Dostlarımız seçtiğimiz hayatımızdaki en önemli kişilerdir. Gerçek arkadaşlarımız, gerçek dostlarımız en güvendiklerimizdir.
Sevilen, güvenilen yakın arkadaş, kardeştir, sırdaştır gerçek dost; yanlış yaptığında uyaran, sonrasında ise koruyan kişidir. Üzülme, üzülürüm diyendir. Ölümde tabuta omuz verendir.

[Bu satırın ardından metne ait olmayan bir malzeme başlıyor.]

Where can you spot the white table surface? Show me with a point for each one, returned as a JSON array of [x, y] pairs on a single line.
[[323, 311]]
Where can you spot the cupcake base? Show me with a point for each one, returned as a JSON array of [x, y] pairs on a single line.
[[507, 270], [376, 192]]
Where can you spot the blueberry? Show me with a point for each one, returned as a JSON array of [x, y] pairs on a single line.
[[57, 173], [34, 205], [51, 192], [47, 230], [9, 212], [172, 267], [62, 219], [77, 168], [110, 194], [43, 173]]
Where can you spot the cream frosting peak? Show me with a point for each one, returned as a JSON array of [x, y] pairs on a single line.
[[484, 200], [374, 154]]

İnsan dostunun huyunu alır derler. Şems-i Tebrizi Şam’a döndüğünde, Mevlana Celaleddin için onun yokluğu dayanılmazdır. Şems’in varlığını kabullenememiş kimseler, Mevlana
Celaleddin’e ileri geri laflar ederler. Mevlana’nın bu kimselerden birine verdiği cevap şöyledir:
'Onun ışığı vurmazdan önce ölü bir nakıştım sadece taş duvarlarınızda. O, elindeki yay ile vurmazdan önce tellerime; hep aynı nameyi çalıp söyleyen, kendi sesine yabancı bir kuru rebaptım. Ben onun avucunda bağlar, bahçeler ağaçlar görür; deryalar gibi geniş, deryalar kadar berrak sular görürüm. Onun avucunda çıkan ağaçların gölgesinde dinlenirim. Lakin siz bunların hiçbirini göremezsiniz. '
'Dost; acı söyleyen değildir Acıyı tatlı söyleyebilendir' diyen Mevlana, 'Sende en iyi ne varsa dostuna onu ver.' diye seslenir ve kötü dostu şöyle açıklar:
'Yılan sokması seni sadece canından eder. Ama kötü dost hem candan hem de imandan eder!

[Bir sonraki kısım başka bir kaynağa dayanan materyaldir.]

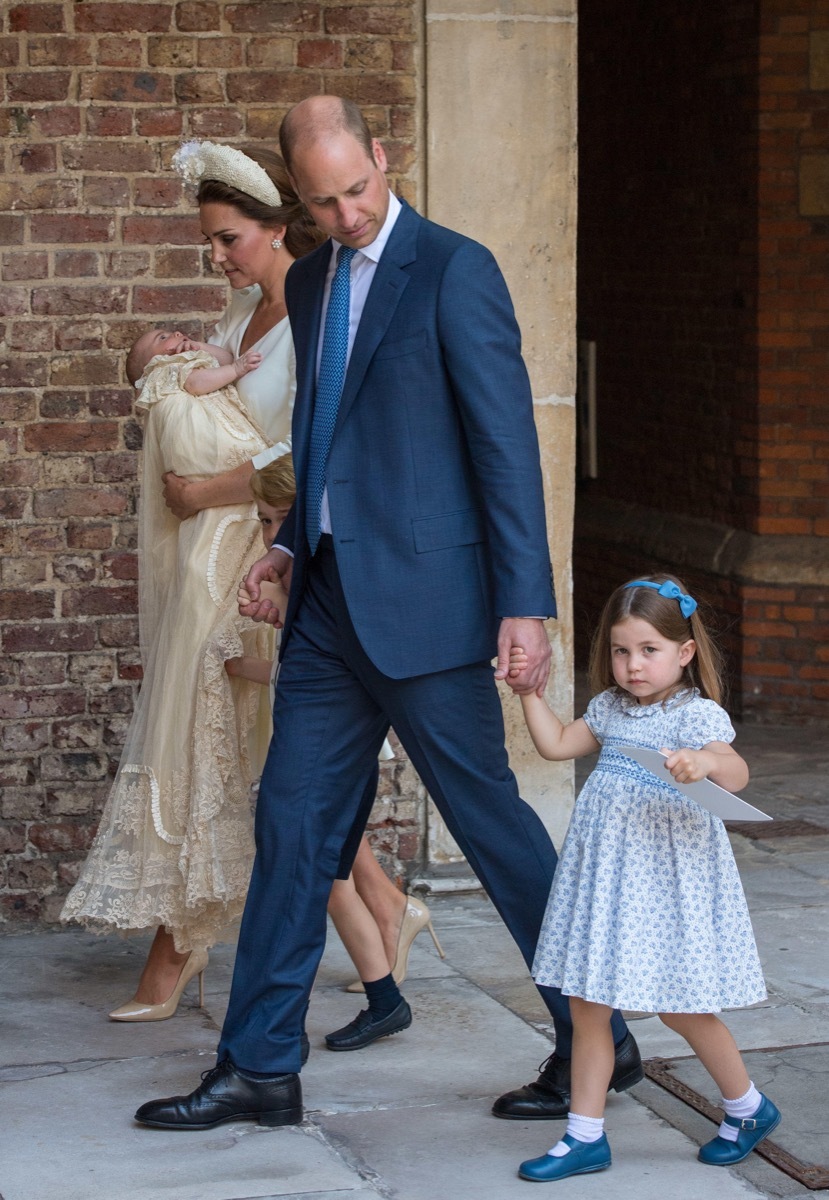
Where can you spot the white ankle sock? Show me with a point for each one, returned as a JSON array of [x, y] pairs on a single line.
[[582, 1129], [743, 1107]]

Ey Gönül! Bir sürü dostlarının yanında elbet ki düşmanların da olacak; Ama imtihan ya bu, onca düşmanın var iken seni dostun vuracak.

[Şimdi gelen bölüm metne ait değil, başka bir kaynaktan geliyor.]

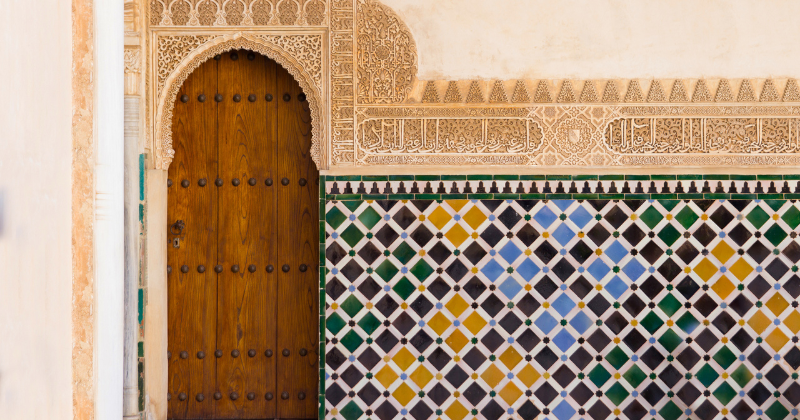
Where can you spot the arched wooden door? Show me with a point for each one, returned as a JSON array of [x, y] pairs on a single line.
[[243, 256]]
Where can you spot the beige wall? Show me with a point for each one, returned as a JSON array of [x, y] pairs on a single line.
[[35, 210], [596, 39]]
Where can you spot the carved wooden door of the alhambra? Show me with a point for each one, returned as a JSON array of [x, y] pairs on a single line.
[[243, 256]]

Madem ki rızkı taksim eden O’dur o halde şikâyet küfürdür. Sabır gerekir. Sabır genişliğe ulaşmanın anahtarıdır. O'ndan başka herkes düşmandır. Sen asıl dostu düşmanlara şikâyet eder, halinden sızlanırsın öyle mi? Padişah köleye şikâyet edilir mi? Akıllı ol.'
Dostluklar babamın döneminde vardı. Şimdi başka bir zamandayız… Dost gibi görünen mutantlar arasında yaşamaktayız.
Bu yüzden bazı dostlara her zaman her türlü fedakârlığı yaparsınız da ama hala onların sizin için gerçek dost olup olmadıklarını anlayamazsınız.